La escalera, el patio y, cuando el tiempo era benigno, el pequeño solar que había bajo las terrazas eran el espacio común de aquella familia extensa que te protegía y acogía, pero en la que se carecía, como en la propia, de cualquier intimidad y, por tanto, se ampliaba más allá de los límites de tu vivienda el detestado control parental. Y si sumabas a tu portal los inmediatamente adyacentes, no hay más remedio que reconocer que en aquel microcosmos se intentaba perpetuar la forma de vida típica de aquellos pueblos que sus vecinos habían abandonado no hacía tanto. En consecuencia, los niños varones podían, a una determinada edad, corretear libres y salvajes por sus aceras sin especial control, mientras que no estaba tan bien visto que lo hicieran las niñas, que no sólo debían realizar pequeños recados y ayudar a sus madres en las tareas domésticas, sino también circunscribir su área de juego callejera a espacios bien visibles desde las ventanas de las casas: a pesar de todo, aquello no era ya el pueblo, sólo una isla en la ciudad, y existía una arraigada desconfianza ante los extraños, potencialmente peligrosos, que la rodeaban.

En verano, la mayoría de las puertas de la escalera permanecían entreabiertas para conseguir algo de corriente que refrescara las casas, mientras los niños solíamos preferir permanecer sentados en el tramo final a la espera de que el sol empezara a bajar y nos permitiera salir. Impacientes, nos lanzábamos tímidamente la pelota con cuidado de no hacer ruido o jugábamos a las cocinitas, teniendo que dejar paso ocasionalmente a los adultos que subían o bajaban refunfuñando por tener que sortear tanto cachivache.

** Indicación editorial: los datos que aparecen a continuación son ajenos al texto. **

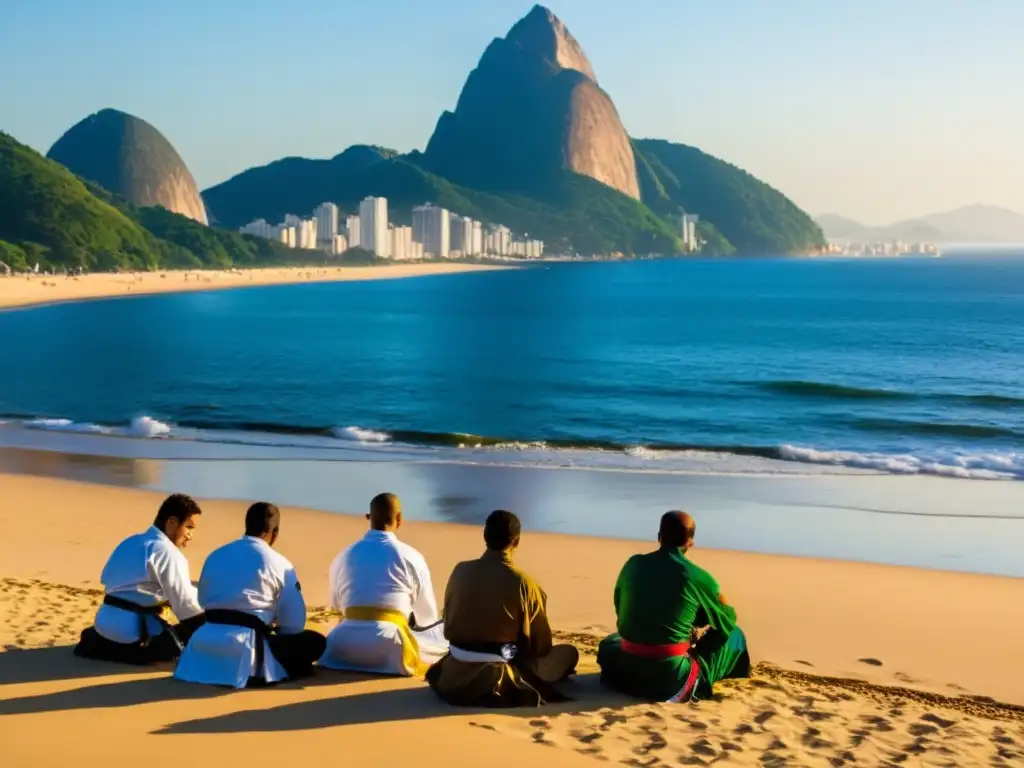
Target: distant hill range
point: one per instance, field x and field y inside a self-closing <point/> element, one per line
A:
<point x="133" y="160"/>
<point x="51" y="217"/>
<point x="972" y="224"/>
<point x="535" y="143"/>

La escalera podía también convertirse en un cuartel general cuando algún niño no aparecía y los vecinos tenían, por un lado, que organizarse en batidas de búsqueda y, por otro, en grupos de apoyo y consuelo para la desesperada madre. Y, desde luego, era el centro neurálgico en el que convergían todas las informaciones y noticias que se recogían fuera.

Si subías la escalera hasta el final se llegaba al cuarto de contadores. Cada vez que saltaban los plomos (lo que era bastante habitual) había que entrar en él superando el miedo al tic-tac que se oía desde fuera y a rozar algo que no debieras mientras buscabas el interruptor de la luz. También abajo del todo había un cuartito similar, pero a ése los niños no podíamos entrar. Quienes habían podido ver su interior de reojo cuando algún adulto lo había abierto, aseguraban que albergaba a su misma entrada una especie de misterioso pozo que no invitaba a ninguna travesura.

Cuando volvías a una hora poco habitual del colegio y nadie te abría la puerta, la escalera también era el refugio donde esperabas, sintiéndote a salvo de las desiertas calles, la vuelta de tu madre. En la escalera podías encontrarte también con aquella vecina que vivía sola, de la que tantos chismes se contaban y que parecía odiar a todo el mundo, especialmente a nosotros. O con un niño de otro portal que buscaba familia para algún cachorro de perro o gato. O con hombres que subían objetos que apenas cabían (cómo olvidar aquel ataúd). O con un corazón en una de sus paredes con tu nombre dentro que nunca supiste quién dibujó.

En aquella escalera todavía se acuerdan de mí y me llaman como sólo lo hacían en casa. Me preguntan por todo y por todos. Y a veces me recuerdan lo que preferiría olvidar. Que quieren poner un ascensor, me cuentan ahora, que ya están muy mayores para tanta escalera. Puede que tengan razón, pero me da tanta pena…

(Publicado originalmente el 29 de enero de 2016 en La vida en su tinta).